Several years ago I had a conversation with an unbeliever. One of her objections to Christianity and the Bible was that the God of the Old Testament was quite different that the God of the New Testament. She asserted that God in the Old Testament was unforgiving, merciless, and vengeful, while the God depicted in the New Testament was not. I did a very quick survey of the Old Testament to see if her statements were true. Here is what I found:
When the Lord proclaimed his name to Moses in the book of Exodus he said, "The LORD, the LORD, a God merciful and gracious, slow to anger, and abounding in steadfast love and faithfulness, maintaining love to thousands, and forgiving wickedness, rebellion and sin…” (Exodus 34:6-7). The very essence of the Lord’s name is that he is a merciful, gracious, and forgiving God.
In the book of Leviticus, the phrase “they will be forgiven” or a similar statement occurs ten times in this book. Although his people were guilty of sin, the Lord provides a means of forgiveness through the sacrificial system.
I would be remiss if I didn't point out that this sacrificial system was instituted in order to point forward to Jesus Christ. The truth is God cannot simply forgive us, without atoning for our sin; doing so would violate his own standard of justice. So in order to be just and forgiving God has punished his innocent Son in our place so that those who turn from their sin and trust in Jesus can experience his forgiveness.
In the book of Judges, God’s people continually rebel against him and thus incur the consequences of their sin. But, every time they turn from their disobedience and call on the Lord he delivers them from their punishment. This occurs twelve times in this book. Thus, here is another example that God is forgiving, even in the Old Testament.

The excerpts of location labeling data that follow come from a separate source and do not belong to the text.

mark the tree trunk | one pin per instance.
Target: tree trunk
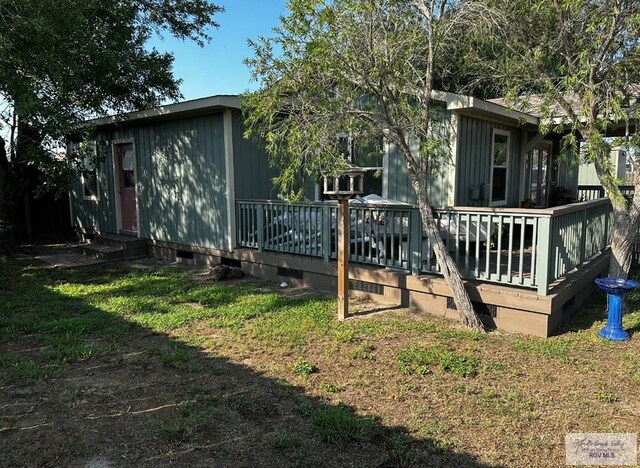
(625, 227)
(8, 244)
(449, 268)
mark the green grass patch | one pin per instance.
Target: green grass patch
(340, 424)
(605, 397)
(415, 360)
(364, 351)
(13, 368)
(331, 388)
(173, 354)
(553, 348)
(287, 441)
(191, 417)
(303, 368)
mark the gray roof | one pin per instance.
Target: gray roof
(182, 109)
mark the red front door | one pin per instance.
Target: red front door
(127, 179)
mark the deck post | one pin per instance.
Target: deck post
(326, 234)
(343, 259)
(544, 252)
(260, 225)
(583, 237)
(415, 231)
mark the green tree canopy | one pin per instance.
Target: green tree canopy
(576, 63)
(365, 68)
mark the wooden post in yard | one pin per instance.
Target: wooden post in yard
(343, 259)
(352, 185)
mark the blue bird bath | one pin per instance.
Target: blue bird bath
(615, 288)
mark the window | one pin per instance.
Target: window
(89, 178)
(499, 163)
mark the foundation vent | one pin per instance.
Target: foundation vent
(230, 262)
(363, 286)
(184, 254)
(487, 310)
(290, 273)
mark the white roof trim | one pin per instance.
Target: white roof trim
(460, 102)
(226, 102)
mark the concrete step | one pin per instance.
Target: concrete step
(115, 247)
(104, 252)
(115, 240)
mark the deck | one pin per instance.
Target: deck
(528, 248)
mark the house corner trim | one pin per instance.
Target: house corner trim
(230, 186)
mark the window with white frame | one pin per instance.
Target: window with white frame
(499, 167)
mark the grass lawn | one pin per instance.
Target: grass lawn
(148, 365)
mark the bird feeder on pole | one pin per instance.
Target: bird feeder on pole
(344, 187)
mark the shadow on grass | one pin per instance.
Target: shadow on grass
(83, 384)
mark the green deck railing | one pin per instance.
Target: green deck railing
(531, 248)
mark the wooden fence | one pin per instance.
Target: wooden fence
(520, 247)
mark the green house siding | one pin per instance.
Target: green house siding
(473, 170)
(397, 180)
(96, 214)
(396, 185)
(181, 182)
(252, 174)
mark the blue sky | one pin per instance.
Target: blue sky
(217, 68)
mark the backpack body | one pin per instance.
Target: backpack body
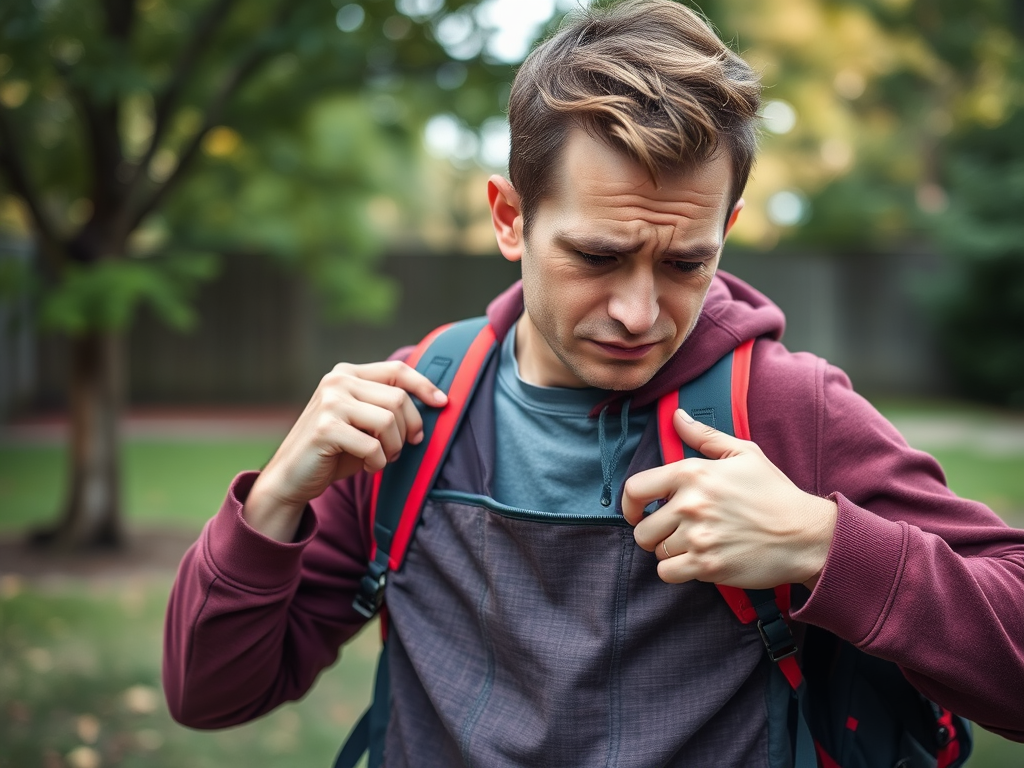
(543, 637)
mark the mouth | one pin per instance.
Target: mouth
(624, 351)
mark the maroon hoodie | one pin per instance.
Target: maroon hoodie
(914, 576)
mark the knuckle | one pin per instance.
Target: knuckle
(396, 399)
(387, 420)
(701, 539)
(711, 566)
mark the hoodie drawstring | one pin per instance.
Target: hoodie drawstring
(608, 464)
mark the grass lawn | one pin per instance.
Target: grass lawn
(80, 687)
(170, 483)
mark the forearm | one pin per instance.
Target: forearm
(951, 622)
(251, 622)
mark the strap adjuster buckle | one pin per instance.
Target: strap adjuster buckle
(371, 595)
(777, 639)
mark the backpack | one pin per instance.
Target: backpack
(846, 709)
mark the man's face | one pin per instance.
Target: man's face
(615, 269)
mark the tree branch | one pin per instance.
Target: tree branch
(247, 66)
(166, 101)
(17, 177)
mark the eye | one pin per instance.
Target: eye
(592, 260)
(687, 267)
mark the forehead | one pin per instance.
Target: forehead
(598, 185)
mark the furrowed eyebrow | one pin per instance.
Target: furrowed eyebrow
(600, 246)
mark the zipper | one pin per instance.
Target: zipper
(517, 513)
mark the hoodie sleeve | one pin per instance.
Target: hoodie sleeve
(252, 622)
(914, 574)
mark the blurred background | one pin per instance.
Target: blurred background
(206, 204)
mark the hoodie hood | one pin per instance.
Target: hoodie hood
(733, 312)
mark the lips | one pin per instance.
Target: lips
(625, 351)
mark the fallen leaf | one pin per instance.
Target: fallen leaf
(150, 739)
(141, 699)
(39, 659)
(87, 727)
(83, 757)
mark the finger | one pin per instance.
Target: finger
(644, 487)
(708, 440)
(394, 399)
(398, 374)
(674, 546)
(377, 422)
(668, 523)
(679, 568)
(349, 440)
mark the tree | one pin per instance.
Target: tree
(142, 137)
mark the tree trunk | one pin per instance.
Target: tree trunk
(91, 516)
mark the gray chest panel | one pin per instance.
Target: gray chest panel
(545, 643)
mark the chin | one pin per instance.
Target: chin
(620, 379)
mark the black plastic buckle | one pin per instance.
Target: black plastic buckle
(371, 595)
(782, 646)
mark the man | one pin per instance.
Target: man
(526, 626)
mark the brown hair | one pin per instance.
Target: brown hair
(648, 77)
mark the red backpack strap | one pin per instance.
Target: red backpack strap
(453, 357)
(718, 397)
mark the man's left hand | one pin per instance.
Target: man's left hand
(732, 518)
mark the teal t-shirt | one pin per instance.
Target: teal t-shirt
(548, 454)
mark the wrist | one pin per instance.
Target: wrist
(268, 513)
(821, 525)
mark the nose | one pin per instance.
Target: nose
(634, 301)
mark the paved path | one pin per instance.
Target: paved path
(174, 424)
(982, 434)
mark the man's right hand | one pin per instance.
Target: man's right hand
(358, 418)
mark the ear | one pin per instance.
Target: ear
(733, 216)
(506, 217)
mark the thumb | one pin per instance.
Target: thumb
(708, 440)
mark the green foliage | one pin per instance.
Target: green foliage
(217, 126)
(105, 296)
(979, 304)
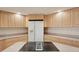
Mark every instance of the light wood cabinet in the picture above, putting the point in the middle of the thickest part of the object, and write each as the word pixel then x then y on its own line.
pixel 57 20
pixel 36 16
pixel 75 17
pixel 11 20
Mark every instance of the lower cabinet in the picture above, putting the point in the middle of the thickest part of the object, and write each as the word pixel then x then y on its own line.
pixel 5 43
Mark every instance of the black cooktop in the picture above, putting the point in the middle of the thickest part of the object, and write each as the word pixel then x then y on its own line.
pixel 47 46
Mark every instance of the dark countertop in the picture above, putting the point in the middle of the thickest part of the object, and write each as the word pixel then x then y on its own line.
pixel 66 35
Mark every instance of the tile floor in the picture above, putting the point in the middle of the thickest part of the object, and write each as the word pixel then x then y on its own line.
pixel 63 48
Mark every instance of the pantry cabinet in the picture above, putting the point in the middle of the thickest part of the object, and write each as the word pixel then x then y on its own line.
pixel 66 18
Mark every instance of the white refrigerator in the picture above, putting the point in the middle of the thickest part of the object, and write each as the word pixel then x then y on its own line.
pixel 36 33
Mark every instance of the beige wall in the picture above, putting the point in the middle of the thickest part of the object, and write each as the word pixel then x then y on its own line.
pixel 8 19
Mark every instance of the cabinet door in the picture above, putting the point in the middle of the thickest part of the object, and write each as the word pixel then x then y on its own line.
pixel 39 31
pixel 57 20
pixel 31 32
pixel 75 17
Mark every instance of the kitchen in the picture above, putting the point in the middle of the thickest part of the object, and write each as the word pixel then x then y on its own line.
pixel 61 27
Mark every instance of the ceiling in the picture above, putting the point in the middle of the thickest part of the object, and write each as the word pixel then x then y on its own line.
pixel 34 10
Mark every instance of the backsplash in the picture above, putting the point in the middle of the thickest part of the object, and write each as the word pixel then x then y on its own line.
pixel 67 31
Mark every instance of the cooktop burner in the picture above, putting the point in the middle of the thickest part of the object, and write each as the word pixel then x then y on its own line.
pixel 31 46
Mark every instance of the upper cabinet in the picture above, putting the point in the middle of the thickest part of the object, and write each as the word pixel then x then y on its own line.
pixel 11 20
pixel 66 18
pixel 36 16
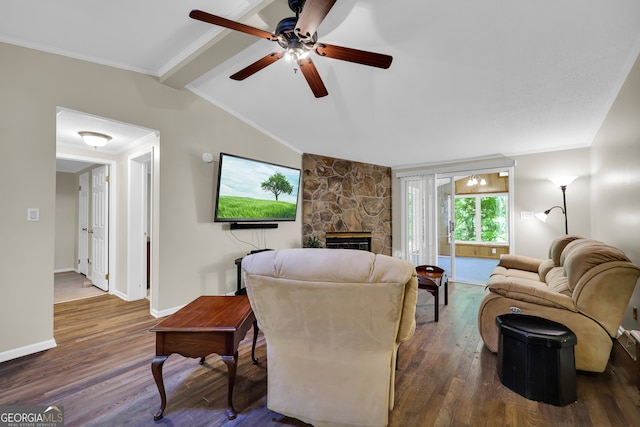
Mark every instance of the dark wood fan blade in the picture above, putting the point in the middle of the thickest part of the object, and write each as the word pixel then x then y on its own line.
pixel 257 66
pixel 232 25
pixel 354 55
pixel 313 12
pixel 310 73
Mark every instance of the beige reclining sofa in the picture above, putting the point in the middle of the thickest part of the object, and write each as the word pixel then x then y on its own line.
pixel 585 284
pixel 332 320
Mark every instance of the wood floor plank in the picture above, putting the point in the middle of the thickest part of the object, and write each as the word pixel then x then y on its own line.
pixel 101 373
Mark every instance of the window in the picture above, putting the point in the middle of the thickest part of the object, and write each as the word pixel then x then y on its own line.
pixel 481 218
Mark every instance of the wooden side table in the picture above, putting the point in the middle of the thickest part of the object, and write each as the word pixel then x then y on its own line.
pixel 430 278
pixel 210 324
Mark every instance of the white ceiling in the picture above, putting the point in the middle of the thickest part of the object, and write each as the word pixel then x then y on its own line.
pixel 470 79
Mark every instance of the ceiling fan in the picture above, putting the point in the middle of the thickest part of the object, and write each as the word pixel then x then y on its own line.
pixel 298 38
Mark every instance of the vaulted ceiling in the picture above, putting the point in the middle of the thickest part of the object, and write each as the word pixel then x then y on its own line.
pixel 469 79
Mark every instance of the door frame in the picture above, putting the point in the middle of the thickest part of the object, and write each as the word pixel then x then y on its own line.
pixel 111 211
pixel 83 220
pixel 139 165
pixel 510 167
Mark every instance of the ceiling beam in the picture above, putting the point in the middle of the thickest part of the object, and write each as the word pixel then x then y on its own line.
pixel 228 43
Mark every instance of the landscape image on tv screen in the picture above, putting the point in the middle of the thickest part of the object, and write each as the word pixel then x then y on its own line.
pixel 252 190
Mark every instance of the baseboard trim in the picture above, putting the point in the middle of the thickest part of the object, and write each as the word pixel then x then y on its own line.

The book of Psalms is replete with verses about God’s forgiveness. “You are forgiving and good, O Lord, abounding in love to all who call to you.” (Psalm 86:5). “Praise the LORD, O my soul, and forget not all his benefits-- who forgives all your sins…”(Psalm 103:2-3). “If you, O LORD, kept a record of sins, O Lord, who could stand? But with you there is forgiveness; therefore you are feared.” (Psalm 130:3-4)
The prophets of the Old Testament record God’s perpetual forgiveness. “Let [the wicked] turn to the LORD, and he will have mercy on him, and to our God, for he will freely pardon.” (Isaiah 55:7). “I will cleanse them from all the sin they have committed against me and will forgive all their sins of rebellion against me.” (Jeremiah 33:8). “The Lord our God is merciful and forgiving, even though we have rebelled against him” (Daniel 9:9). “Who is a God like you, who pardons sin and forgives the transgression of the remnant of his inheritance? You do not stay angry forever but delight to show mercy. You will again have compassion on us; you will tread our sins underfoot and hurl all our iniquities into the depths of the sea.” (Micah 7:18-19)
ConclusionIt is fair to say after surveying these verses that the God depicted in the Old Testament is indeed a very forgiving and compassionate God, much like the God described in the New Testament. Therefore we can safely conclude that the Bible describes one, united, holy, and forgiving God, who “does not change like shifting shadows.” (James 1:17).